How to extract text and anchor information from a PDF?

Tags: parsing PDFtext extractioninspect PDFiText 5

I am looking for a method to extract the text as well as anchor information using iText.

For example: the PDF content is "You can visit our website, XYZ, and do something" where XYZ is a clickable link. The output when extracting this content should be: "You can visit our website, XYZ ( and do something".

Basically I am trying to generate a text file with target links information.

Posted on StackOverflow on Jul 10, 2014 by user985395

The static text you can see in an PDF file is stored in content streams using PDF syntax as described in Adobe's Imaging Model.

The interactive features you can see in a PDF file are stored outside the content stream of a page in so called Annotation dictionary using the Carousel Object System (COS).

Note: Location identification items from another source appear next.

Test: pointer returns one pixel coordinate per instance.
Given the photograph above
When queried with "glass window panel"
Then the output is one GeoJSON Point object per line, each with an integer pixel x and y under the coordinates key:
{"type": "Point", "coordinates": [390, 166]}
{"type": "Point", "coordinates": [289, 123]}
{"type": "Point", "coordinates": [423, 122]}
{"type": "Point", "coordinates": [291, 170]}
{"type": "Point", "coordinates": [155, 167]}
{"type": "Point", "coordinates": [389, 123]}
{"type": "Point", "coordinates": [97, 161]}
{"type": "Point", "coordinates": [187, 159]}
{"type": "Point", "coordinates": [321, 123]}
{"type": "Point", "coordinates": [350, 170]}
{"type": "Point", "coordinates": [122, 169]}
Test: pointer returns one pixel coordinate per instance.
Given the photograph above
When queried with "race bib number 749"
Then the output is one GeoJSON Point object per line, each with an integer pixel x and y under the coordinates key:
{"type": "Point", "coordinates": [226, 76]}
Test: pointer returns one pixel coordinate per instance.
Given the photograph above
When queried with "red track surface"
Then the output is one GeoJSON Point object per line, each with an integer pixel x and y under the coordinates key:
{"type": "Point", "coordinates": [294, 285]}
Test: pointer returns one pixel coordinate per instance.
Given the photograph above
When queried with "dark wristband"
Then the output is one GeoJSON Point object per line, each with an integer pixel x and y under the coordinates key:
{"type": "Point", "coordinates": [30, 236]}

You are probably making the assumption that when you see a clickable word XYZ, there is something like <a href="">XYZ</a> inside the PDF.

There isn't.

There will be something like:

/F1 12 Tf
(XYZ )Tj

somewhere in the content stream that contains the /Contents of a page.

When you inspect the /Annots of a page, you will find something like:

  /C[0 0 1]
  /Border[0 0 0]
  /Rect[36 803.52 98.03 814.62]

as an object in your PDF file.

If you want to extract all the links and the corresponding text from a document, you need to loop over all the page dictionaries, get the /Annots, check which annotations are of subtype /Link, get the action (/A), and the coordinates (/Rect).

To know which text corresponds with the text, you need to uses iText text parser classes with a "region text" strategy and extract the text at the positions defined by the /Rect entry.